Further afield it is known from the Caucasus in Iran (for instance, a herbarium specimens in Munich, see this thesis).

Even after all this delving, a picture of Yellow Figwort's natural range seemed elusive. At best it seems to be native in much of Italy and probably South East France, and presumably extending through the Balkans across Turkey to the Caucasus. It's probably native in Hungary, Austria and Czechia, albeit rather sporadic. Native status in Spain and Germany as listed in Flora Europea looks dubious.

Elsewhere in Northern and Western Europe it would appear to be an escape from cultivation. The Wollaton Hall example suggests that it can persist for long periods at single stations.

Why is it cultivated?


Flowers of Yellow Figwort
Close-u p of flowers

It is not a particularly showy plant, and in general appearance looks rather like Stinging Nettle. In fact I suspect I've missed it in the past because en masse that's exactly what it looks like without a low sun highlighting the flowers.

Thanks to Martin Allen, I learnt that there is one supplier of seeds in the UK: but this is a specialist nursery run by Lady Ro Fitzgerald, a well-known botanist and gardener, so not a run-of-the-mill garden plant. Martin also clearly did not think it deserved garden space.

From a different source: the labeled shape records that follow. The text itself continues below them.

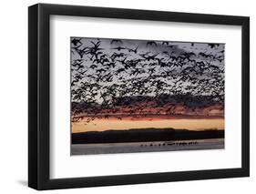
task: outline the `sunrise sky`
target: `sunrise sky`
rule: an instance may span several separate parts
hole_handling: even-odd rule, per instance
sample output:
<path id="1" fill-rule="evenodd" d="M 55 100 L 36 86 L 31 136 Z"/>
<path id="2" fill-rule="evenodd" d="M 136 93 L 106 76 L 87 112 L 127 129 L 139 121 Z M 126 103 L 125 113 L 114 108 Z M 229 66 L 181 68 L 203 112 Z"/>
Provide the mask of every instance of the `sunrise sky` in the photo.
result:
<path id="1" fill-rule="evenodd" d="M 72 133 L 224 129 L 224 49 L 220 43 L 71 37 L 72 117 L 83 116 L 71 123 Z"/>

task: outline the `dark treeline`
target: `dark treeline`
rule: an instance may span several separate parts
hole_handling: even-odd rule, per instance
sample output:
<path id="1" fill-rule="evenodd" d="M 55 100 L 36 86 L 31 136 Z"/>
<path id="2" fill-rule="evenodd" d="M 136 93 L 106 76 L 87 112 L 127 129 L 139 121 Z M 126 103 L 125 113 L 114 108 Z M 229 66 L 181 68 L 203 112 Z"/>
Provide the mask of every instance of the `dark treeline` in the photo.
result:
<path id="1" fill-rule="evenodd" d="M 224 130 L 208 129 L 192 131 L 173 128 L 147 128 L 73 133 L 72 144 L 170 141 L 223 138 Z"/>

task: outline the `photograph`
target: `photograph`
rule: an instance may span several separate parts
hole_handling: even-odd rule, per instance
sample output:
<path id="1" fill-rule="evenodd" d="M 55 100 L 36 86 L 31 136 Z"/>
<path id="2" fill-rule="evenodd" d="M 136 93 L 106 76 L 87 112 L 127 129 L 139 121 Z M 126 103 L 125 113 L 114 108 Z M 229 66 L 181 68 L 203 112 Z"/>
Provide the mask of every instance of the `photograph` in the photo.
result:
<path id="1" fill-rule="evenodd" d="M 71 37 L 71 155 L 224 148 L 223 43 Z"/>

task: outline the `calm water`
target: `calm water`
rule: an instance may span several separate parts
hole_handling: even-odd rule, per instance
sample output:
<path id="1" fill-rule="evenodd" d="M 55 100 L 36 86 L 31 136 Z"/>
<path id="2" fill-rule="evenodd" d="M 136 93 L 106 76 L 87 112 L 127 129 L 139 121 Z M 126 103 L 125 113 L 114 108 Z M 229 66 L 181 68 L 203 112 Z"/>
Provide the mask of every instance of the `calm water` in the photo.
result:
<path id="1" fill-rule="evenodd" d="M 74 144 L 71 155 L 223 149 L 224 138 L 111 144 Z"/>

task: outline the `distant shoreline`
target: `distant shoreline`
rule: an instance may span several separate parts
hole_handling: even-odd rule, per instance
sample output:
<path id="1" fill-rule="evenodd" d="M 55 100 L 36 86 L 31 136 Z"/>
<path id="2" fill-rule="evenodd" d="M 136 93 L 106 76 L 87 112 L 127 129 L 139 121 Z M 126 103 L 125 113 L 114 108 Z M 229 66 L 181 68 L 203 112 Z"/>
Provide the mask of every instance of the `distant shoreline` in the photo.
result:
<path id="1" fill-rule="evenodd" d="M 124 143 L 224 138 L 224 129 L 188 130 L 174 128 L 134 128 L 72 133 L 72 144 Z"/>
<path id="2" fill-rule="evenodd" d="M 204 115 L 158 115 L 158 114 L 145 114 L 145 115 L 139 115 L 139 114 L 133 114 L 133 115 L 125 115 L 125 114 L 97 114 L 97 115 L 89 115 L 89 114 L 80 114 L 80 115 L 76 115 L 72 116 L 73 118 L 77 118 L 77 117 L 101 117 L 105 118 L 106 116 L 108 118 L 116 118 L 121 117 L 122 119 L 141 119 L 141 118 L 169 118 L 169 119 L 214 119 L 214 118 L 224 118 L 224 116 L 204 116 Z"/>

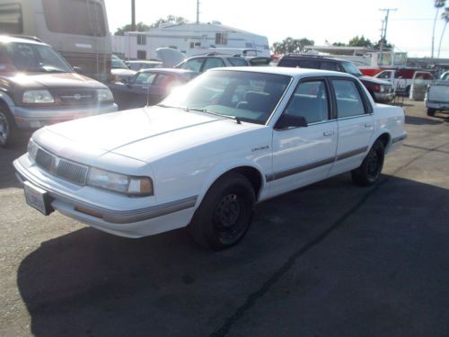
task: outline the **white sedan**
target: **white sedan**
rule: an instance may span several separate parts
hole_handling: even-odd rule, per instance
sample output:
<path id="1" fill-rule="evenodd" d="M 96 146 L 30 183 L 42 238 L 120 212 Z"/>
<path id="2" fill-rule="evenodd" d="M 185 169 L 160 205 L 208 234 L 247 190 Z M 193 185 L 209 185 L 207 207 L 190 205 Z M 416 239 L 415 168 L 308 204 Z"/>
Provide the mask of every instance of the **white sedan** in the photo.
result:
<path id="1" fill-rule="evenodd" d="M 218 250 L 244 236 L 257 202 L 345 172 L 374 183 L 406 136 L 403 110 L 350 75 L 228 67 L 157 106 L 41 129 L 13 164 L 45 215 L 127 237 L 187 226 Z"/>

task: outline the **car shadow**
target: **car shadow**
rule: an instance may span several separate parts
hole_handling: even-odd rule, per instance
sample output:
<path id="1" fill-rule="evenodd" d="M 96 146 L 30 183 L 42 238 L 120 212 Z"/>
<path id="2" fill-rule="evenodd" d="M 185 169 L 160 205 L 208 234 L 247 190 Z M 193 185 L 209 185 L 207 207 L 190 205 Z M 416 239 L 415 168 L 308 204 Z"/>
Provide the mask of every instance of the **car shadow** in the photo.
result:
<path id="1" fill-rule="evenodd" d="M 444 123 L 444 120 L 436 120 L 427 117 L 405 116 L 405 124 L 410 125 L 438 125 Z"/>
<path id="2" fill-rule="evenodd" d="M 266 280 L 295 252 L 310 243 L 317 244 L 316 237 L 328 228 L 339 228 L 341 217 L 356 212 L 357 208 L 353 213 L 351 208 L 365 196 L 373 196 L 367 199 L 367 210 L 355 217 L 362 217 L 357 226 L 383 227 L 377 245 L 390 244 L 399 235 L 407 246 L 407 238 L 415 235 L 410 231 L 422 217 L 422 202 L 442 204 L 448 200 L 447 190 L 442 188 L 383 176 L 385 179 L 388 183 L 378 189 L 361 189 L 350 184 L 348 174 L 340 175 L 265 201 L 258 205 L 243 242 L 218 253 L 197 245 L 184 229 L 126 239 L 86 227 L 44 242 L 21 262 L 17 273 L 20 295 L 31 317 L 31 333 L 35 336 L 208 335 L 249 294 L 269 284 Z M 438 219 L 447 216 L 447 208 L 441 206 L 443 215 L 432 214 L 434 226 L 445 221 Z M 366 214 L 372 218 L 364 217 Z M 410 225 L 410 218 L 417 222 Z M 344 234 L 348 230 L 345 227 Z M 389 230 L 394 235 L 386 233 Z M 365 240 L 366 234 L 363 235 Z M 408 251 L 401 245 L 397 249 L 400 255 Z M 374 278 L 383 271 L 376 268 Z M 432 268 L 423 267 L 420 272 L 432 273 Z M 351 280 L 339 282 L 348 282 L 345 291 L 357 287 Z M 320 282 L 313 284 L 320 287 Z M 382 286 L 381 282 L 376 287 Z"/>

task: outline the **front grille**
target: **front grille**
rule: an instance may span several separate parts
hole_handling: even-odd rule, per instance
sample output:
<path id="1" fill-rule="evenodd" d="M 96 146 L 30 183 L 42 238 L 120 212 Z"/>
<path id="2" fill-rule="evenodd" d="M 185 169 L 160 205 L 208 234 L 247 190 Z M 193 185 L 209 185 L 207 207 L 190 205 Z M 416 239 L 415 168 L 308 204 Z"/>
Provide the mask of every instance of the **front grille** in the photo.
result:
<path id="1" fill-rule="evenodd" d="M 97 93 L 93 89 L 58 89 L 53 93 L 60 105 L 79 106 L 97 103 Z"/>
<path id="2" fill-rule="evenodd" d="M 39 148 L 36 154 L 36 164 L 52 175 L 79 185 L 85 185 L 88 166 L 81 165 Z"/>

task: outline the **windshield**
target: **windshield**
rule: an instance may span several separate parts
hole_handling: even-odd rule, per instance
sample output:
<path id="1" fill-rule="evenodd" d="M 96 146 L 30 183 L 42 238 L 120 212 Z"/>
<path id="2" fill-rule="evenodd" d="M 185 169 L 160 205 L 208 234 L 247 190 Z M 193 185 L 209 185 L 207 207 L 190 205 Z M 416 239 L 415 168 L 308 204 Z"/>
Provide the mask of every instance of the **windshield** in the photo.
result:
<path id="1" fill-rule="evenodd" d="M 113 69 L 129 69 L 125 62 L 123 62 L 119 57 L 115 55 L 112 55 L 111 61 L 111 67 Z"/>
<path id="2" fill-rule="evenodd" d="M 345 72 L 350 75 L 354 75 L 357 77 L 363 76 L 362 73 L 360 73 L 360 70 L 354 65 L 352 62 L 341 62 L 341 66 L 343 67 L 343 69 L 345 69 Z"/>
<path id="3" fill-rule="evenodd" d="M 291 79 L 276 74 L 207 71 L 173 91 L 160 105 L 265 124 Z"/>
<path id="4" fill-rule="evenodd" d="M 72 73 L 62 57 L 48 46 L 9 42 L 0 44 L 0 71 Z"/>

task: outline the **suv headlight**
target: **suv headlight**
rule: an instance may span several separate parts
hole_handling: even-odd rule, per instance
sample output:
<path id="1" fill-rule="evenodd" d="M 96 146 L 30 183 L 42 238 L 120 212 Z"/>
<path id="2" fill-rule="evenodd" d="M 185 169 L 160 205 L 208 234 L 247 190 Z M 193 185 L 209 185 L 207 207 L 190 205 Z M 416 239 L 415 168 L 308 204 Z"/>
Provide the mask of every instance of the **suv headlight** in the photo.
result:
<path id="1" fill-rule="evenodd" d="M 98 102 L 113 102 L 114 96 L 109 89 L 98 89 L 97 90 Z"/>
<path id="2" fill-rule="evenodd" d="M 53 103 L 55 99 L 48 90 L 29 90 L 23 93 L 22 102 L 24 103 Z"/>
<path id="3" fill-rule="evenodd" d="M 95 167 L 89 169 L 87 184 L 130 196 L 154 195 L 153 181 L 149 177 L 135 177 Z"/>

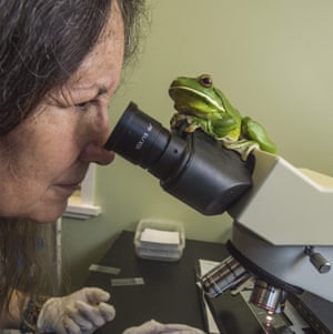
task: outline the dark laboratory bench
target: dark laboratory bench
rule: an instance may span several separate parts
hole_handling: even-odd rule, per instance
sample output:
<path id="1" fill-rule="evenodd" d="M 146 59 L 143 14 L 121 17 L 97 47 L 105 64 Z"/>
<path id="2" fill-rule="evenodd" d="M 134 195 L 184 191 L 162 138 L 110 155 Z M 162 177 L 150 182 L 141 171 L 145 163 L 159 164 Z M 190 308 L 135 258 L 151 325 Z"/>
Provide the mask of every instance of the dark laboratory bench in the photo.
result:
<path id="1" fill-rule="evenodd" d="M 133 232 L 124 231 L 99 264 L 121 269 L 119 275 L 90 272 L 84 286 L 99 286 L 111 293 L 115 318 L 97 334 L 121 334 L 125 328 L 154 318 L 163 323 L 183 323 L 206 331 L 201 294 L 195 284 L 199 259 L 222 261 L 228 256 L 223 244 L 186 240 L 176 262 L 139 259 Z M 144 285 L 111 286 L 111 279 L 143 277 Z M 263 333 L 241 297 L 228 293 L 213 301 L 222 334 Z M 222 307 L 221 307 L 222 305 Z M 235 314 L 238 316 L 235 316 Z M 220 322 L 219 318 L 223 318 Z"/>

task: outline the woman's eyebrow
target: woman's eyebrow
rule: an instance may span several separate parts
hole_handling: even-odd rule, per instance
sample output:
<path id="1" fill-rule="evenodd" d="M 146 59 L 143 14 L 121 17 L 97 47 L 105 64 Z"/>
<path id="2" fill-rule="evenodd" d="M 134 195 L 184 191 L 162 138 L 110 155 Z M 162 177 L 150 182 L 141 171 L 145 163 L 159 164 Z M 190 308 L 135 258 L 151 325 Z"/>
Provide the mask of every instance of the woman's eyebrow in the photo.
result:
<path id="1" fill-rule="evenodd" d="M 92 84 L 89 87 L 83 87 L 83 85 L 74 87 L 73 92 L 78 92 L 78 91 L 80 91 L 80 92 L 95 91 L 94 97 L 97 98 L 97 97 L 108 93 L 108 88 L 105 85 L 101 85 L 101 84 Z"/>

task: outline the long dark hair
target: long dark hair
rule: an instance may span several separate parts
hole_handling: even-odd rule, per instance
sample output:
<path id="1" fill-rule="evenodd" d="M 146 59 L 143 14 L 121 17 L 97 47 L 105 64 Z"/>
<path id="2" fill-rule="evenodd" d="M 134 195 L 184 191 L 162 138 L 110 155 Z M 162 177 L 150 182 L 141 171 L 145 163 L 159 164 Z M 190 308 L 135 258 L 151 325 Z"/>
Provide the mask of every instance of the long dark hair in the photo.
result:
<path id="1" fill-rule="evenodd" d="M 0 0 L 0 140 L 78 70 L 105 27 L 112 1 Z M 137 48 L 143 0 L 118 1 L 128 59 Z M 12 289 L 46 293 L 44 265 L 52 259 L 43 256 L 48 247 L 41 241 L 50 231 L 34 222 L 0 217 L 0 312 Z"/>

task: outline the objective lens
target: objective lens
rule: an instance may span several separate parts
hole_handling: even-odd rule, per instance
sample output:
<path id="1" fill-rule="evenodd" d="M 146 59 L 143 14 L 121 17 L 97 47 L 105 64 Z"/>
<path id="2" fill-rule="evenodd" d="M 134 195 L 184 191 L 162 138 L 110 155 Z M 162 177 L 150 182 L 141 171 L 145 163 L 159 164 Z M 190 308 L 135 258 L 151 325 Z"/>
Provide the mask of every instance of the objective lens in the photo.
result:
<path id="1" fill-rule="evenodd" d="M 250 302 L 269 312 L 279 313 L 279 311 L 283 310 L 285 293 L 265 281 L 256 280 Z"/>
<path id="2" fill-rule="evenodd" d="M 232 256 L 226 257 L 200 279 L 210 297 L 216 297 L 229 289 L 235 289 L 249 279 L 245 269 Z"/>

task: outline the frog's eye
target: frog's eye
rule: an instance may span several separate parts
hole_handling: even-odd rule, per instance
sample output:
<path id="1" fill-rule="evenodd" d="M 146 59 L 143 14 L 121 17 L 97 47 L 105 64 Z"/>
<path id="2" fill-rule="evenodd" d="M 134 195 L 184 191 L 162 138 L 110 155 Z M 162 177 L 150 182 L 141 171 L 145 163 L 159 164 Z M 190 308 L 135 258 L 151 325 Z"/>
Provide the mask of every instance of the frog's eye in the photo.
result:
<path id="1" fill-rule="evenodd" d="M 201 85 L 205 88 L 211 88 L 213 85 L 212 77 L 209 74 L 203 74 L 199 78 L 199 82 Z"/>

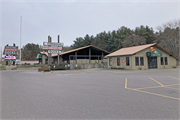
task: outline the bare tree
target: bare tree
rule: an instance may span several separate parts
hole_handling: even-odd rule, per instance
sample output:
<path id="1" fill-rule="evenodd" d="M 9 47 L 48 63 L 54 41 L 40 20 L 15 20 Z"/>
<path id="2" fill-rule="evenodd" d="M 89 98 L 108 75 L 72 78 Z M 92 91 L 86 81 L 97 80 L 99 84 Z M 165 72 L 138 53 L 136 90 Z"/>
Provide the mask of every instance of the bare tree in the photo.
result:
<path id="1" fill-rule="evenodd" d="M 122 42 L 123 47 L 131 47 L 137 45 L 145 45 L 146 39 L 144 37 L 140 37 L 138 35 L 130 35 L 124 39 Z"/>
<path id="2" fill-rule="evenodd" d="M 166 28 L 176 29 L 180 27 L 180 20 L 174 19 L 170 22 L 164 23 L 161 26 L 156 27 L 159 31 L 164 31 Z"/>
<path id="3" fill-rule="evenodd" d="M 155 42 L 179 57 L 180 20 L 173 20 L 158 26 Z"/>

In general none of the figworts (Scrophularia) are common in cultivation. I suppose people have Water Figwort in garden ponds, but not for the flowers. The European Garden Flora suggests that it is suitable for woodland gardens, but this is the only reference in my meagre library of garden books.
Two other possibilities have occurred to me. The first is that it is a good early season flower for bees; and the second is that it may have been cultivated as a herb. There seems to be good evidence of it's value for bees and other pollinators (I often see long-headed wasps en masse at flowers of Water Figwort); but I can find nothing on any potential herbal properties.

Ecology


Yellow Figwort in Britain behaves as a biennial, although it can be perennial. Around Llandudno it is often found in different locations from year to year. This suggests to me that it has a long-lived seed bank. York's Ecoflora gives values of around 10,000 seeds per plant, but unfortunately doesn't have estimates of seed longevity. Both PLANTATT and Fitter show it to be a mild calcicole and tolerating modest shade (Ellenberg number 5).

Conclusion


One sighting can lead down a rabbit hole of discovery, but with Yellow Figwort even though there is a lot of information, it is difficult to answer some fairly basic questions. There is much more that I would like to know.